Now let’s extract also the atom index of the proton, and also the carbon the proton is attached to on the molecule.

queryAtomIndex=20 #defined by clicking on an atom in the sketcher -> needs to be a proton right now for grafting

atom=mol.GetAtomWithIdx(queryAtomIndex)
neighbours=atom.GetNeighbors()
if(len(neighbours)==1):
    rindexNeighbor=neighbours[0].GetIdx()
else: 
    print("two attachment points not supported yet")
    
molIndex1=queryAtomIndex
molIndex2=rindexNeighbor
print(molIndex1,molIndex2)
20 9

Aligning the fragment onto the molecule

Now I have the bond of the carbon to proton selected in the molecule and the carbon to R-group in my fragment. These bonds can be aligned onto each other to position the 3D-fragment correctly versus the molecule.

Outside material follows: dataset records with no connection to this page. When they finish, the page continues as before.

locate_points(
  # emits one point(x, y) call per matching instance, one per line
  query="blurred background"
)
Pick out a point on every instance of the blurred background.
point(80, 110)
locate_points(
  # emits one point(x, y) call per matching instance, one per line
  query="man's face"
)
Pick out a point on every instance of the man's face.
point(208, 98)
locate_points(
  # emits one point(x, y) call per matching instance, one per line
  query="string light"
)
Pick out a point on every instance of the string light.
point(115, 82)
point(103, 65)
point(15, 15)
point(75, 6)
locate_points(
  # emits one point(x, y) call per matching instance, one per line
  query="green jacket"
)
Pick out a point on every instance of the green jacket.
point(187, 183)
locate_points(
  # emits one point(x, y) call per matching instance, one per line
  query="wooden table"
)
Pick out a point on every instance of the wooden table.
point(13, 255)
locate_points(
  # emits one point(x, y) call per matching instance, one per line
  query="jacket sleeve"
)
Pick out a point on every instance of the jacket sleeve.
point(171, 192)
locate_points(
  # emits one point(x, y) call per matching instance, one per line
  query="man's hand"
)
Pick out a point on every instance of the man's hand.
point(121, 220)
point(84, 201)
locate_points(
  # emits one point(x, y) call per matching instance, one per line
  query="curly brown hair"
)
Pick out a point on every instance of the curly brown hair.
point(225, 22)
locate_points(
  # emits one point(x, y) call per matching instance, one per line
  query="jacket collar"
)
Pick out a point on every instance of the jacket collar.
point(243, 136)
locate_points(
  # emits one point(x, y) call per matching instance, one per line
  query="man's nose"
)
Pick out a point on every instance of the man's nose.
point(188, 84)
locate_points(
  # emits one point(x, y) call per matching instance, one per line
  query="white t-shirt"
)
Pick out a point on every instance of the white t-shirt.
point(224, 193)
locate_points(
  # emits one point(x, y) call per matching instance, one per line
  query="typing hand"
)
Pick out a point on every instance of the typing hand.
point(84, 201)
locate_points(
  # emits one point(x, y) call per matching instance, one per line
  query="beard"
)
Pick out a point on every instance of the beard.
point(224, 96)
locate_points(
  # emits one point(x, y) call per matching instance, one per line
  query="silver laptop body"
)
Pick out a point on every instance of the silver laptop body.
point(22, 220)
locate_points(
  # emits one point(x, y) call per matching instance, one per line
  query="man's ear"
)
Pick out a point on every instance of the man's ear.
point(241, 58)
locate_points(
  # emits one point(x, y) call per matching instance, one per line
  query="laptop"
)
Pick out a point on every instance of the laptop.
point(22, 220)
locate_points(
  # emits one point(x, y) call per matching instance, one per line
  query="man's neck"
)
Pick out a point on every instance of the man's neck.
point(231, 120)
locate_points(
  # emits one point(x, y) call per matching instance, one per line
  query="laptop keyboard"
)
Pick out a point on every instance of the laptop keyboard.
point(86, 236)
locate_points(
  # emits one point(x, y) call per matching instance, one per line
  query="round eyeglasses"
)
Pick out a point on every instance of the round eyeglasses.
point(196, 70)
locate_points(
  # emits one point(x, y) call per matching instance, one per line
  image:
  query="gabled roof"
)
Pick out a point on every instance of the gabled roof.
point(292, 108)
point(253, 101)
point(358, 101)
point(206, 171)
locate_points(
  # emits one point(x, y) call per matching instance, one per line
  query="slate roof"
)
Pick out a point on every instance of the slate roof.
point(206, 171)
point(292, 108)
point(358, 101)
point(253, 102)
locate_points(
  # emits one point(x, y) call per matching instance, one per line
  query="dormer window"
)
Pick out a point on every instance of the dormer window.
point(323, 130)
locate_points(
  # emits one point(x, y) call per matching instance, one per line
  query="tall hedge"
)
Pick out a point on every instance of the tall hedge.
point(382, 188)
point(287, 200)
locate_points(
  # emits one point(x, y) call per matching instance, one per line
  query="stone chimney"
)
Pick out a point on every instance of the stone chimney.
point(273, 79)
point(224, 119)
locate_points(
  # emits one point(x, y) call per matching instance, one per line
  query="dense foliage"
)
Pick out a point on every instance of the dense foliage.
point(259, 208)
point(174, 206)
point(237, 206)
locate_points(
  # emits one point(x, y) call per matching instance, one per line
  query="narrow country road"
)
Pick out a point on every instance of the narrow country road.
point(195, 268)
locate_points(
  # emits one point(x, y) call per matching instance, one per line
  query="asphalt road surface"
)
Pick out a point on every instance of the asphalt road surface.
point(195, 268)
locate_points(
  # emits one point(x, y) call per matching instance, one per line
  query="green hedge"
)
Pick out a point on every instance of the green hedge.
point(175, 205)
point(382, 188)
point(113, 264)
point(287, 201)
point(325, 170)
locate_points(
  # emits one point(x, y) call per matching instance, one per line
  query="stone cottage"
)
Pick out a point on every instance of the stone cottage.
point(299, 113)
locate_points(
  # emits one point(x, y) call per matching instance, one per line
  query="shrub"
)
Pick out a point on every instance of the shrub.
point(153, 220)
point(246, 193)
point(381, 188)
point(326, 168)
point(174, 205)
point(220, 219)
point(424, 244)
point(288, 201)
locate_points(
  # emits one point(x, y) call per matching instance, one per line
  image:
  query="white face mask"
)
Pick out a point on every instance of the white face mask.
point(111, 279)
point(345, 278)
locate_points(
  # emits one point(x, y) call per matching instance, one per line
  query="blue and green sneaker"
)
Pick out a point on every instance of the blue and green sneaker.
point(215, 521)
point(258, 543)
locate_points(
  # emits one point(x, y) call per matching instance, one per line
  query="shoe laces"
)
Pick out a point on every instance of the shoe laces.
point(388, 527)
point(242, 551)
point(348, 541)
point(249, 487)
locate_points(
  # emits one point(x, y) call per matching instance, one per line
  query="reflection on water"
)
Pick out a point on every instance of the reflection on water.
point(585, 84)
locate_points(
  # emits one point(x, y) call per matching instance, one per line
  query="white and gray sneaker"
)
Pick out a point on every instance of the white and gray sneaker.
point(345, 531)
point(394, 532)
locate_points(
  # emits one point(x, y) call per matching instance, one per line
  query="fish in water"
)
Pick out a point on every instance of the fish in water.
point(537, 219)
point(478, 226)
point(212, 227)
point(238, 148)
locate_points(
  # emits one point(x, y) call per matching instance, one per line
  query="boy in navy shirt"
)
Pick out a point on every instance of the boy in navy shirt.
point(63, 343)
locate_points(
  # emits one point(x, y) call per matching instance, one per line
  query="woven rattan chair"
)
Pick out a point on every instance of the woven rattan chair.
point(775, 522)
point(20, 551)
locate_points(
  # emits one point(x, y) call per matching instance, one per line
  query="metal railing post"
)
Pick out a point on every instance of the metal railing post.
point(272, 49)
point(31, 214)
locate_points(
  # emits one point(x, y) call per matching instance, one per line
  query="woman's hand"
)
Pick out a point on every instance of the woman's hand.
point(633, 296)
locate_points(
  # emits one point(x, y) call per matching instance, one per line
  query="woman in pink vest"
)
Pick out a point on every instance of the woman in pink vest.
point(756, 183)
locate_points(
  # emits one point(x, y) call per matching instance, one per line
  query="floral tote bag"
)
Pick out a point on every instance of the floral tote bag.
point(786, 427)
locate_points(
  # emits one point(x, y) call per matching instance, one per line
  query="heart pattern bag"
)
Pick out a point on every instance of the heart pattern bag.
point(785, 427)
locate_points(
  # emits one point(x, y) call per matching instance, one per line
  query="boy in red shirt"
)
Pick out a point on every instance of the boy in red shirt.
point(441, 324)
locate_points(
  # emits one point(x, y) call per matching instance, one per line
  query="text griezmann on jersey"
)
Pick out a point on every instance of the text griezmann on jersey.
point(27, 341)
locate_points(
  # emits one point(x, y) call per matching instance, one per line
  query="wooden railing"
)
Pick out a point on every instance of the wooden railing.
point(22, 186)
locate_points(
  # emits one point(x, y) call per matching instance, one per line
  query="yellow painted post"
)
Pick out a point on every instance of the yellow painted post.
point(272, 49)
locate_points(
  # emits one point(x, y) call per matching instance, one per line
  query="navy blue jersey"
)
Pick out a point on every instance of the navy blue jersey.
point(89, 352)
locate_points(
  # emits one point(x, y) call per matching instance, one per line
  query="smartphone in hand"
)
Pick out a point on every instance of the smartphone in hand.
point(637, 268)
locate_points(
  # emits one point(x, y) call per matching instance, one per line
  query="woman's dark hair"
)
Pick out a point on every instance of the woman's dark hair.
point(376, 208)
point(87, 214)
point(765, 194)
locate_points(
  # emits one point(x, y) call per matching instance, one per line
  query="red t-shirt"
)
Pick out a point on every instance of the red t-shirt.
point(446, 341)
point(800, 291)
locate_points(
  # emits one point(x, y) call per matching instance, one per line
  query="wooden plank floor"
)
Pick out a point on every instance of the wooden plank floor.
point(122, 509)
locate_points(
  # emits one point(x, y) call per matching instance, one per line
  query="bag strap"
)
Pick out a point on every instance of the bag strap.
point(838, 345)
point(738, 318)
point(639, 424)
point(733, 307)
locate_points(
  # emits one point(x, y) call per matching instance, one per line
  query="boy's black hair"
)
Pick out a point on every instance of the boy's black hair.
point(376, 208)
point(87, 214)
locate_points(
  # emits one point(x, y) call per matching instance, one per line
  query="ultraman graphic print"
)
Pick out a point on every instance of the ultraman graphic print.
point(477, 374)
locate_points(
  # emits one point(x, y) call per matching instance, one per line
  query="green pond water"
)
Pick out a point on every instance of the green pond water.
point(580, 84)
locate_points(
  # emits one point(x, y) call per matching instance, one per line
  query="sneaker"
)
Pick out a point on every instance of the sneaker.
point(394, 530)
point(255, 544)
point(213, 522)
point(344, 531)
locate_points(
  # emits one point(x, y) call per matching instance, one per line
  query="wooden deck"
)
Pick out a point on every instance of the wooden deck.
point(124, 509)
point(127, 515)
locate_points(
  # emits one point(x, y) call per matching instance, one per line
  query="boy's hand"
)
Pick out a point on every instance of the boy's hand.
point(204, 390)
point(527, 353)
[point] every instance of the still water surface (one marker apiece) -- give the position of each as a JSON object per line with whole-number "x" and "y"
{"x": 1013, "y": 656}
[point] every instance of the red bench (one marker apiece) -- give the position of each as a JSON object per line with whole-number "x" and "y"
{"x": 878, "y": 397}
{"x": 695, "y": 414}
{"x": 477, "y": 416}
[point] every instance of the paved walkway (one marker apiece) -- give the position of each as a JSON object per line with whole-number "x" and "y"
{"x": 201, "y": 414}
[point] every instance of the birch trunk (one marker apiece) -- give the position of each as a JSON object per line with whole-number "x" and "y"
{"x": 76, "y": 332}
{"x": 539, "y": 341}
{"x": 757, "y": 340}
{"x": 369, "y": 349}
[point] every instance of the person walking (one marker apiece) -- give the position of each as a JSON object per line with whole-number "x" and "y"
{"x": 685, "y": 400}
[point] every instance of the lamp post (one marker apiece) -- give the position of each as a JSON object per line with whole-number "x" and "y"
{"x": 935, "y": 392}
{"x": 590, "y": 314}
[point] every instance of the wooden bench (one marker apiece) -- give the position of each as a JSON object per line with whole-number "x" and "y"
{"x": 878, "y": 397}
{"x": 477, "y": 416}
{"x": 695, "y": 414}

This can be conveniently done using the AlignMol function available in rdkit.

AlignMol(fragment,mol,atomMap=((fragIndex2,molIndex1),(fragIndex1,molIndex2))) #important to specify the atomMap here, this aligns only the bonds
0.02749767976054038
Code
#the rest is just to display things here
Chem.MolToMolFile(mol,"molblock3.mol")
Chem.MolToMolFile(fragment,"fragblock3.mol")

As you can see, the fragment gets placed correctly on top of the proton. Now we have however a few overlapping atoms in place. We can use the rdkit edition functions to address this and combine both overlapping molecules now into a final single molecule.

def connectMols(mol1, mol2, atom1, atom2):
        """function copied from here https://github.com/molecularsets/moses/blob/master/moses/baselines/combinatorial.py"""
        combined = Chem.CombineMols(mol1, mol2)
        emol = Chem.EditableMol(combined)
        neighbor1_idx = atom1.GetNeighbors()[0].GetIdx()
        neighbor2_idx = atom2.GetNeighbors()[0].GetIdx()
        atom1_idx = atom1.GetIdx()
        atom2_idx = atom2.GetIdx()
        bond_order = atom2.GetBonds()[0].GetBondType()
        emol.AddBond(neighbor1_idx,
                     neighbor2_idx + mol1.GetNumAtoms(),
                     order=bond_order)
        emol.RemoveAtom(atom2_idx + mol1.GetNumAtoms())
        emol.RemoveAtom(atom1_idx)
        mol = emol.GetMol()
        return mol 

finalMol=connectMols(mol,fragment,mol.GetAtomWithIdx(molIndex1),fragment.GetAtomWithIdx(fragIndex1))
Chem.SanitizeMol(finalMol)
rdkit.Chem.rdmolops.SanitizeFlags.SANITIZE_NONE
Code
#the rest is just to display things here
Chem.MolToMolFile(finalMol,"finalmol.mol")

And voilà. Our methyl is nicely placed and oriented. That’s one of the easiest cases and we’ll have to consider torsion angles & protein environment at a later stage as well, but this should provide first basic steps for simple additions like the one done here.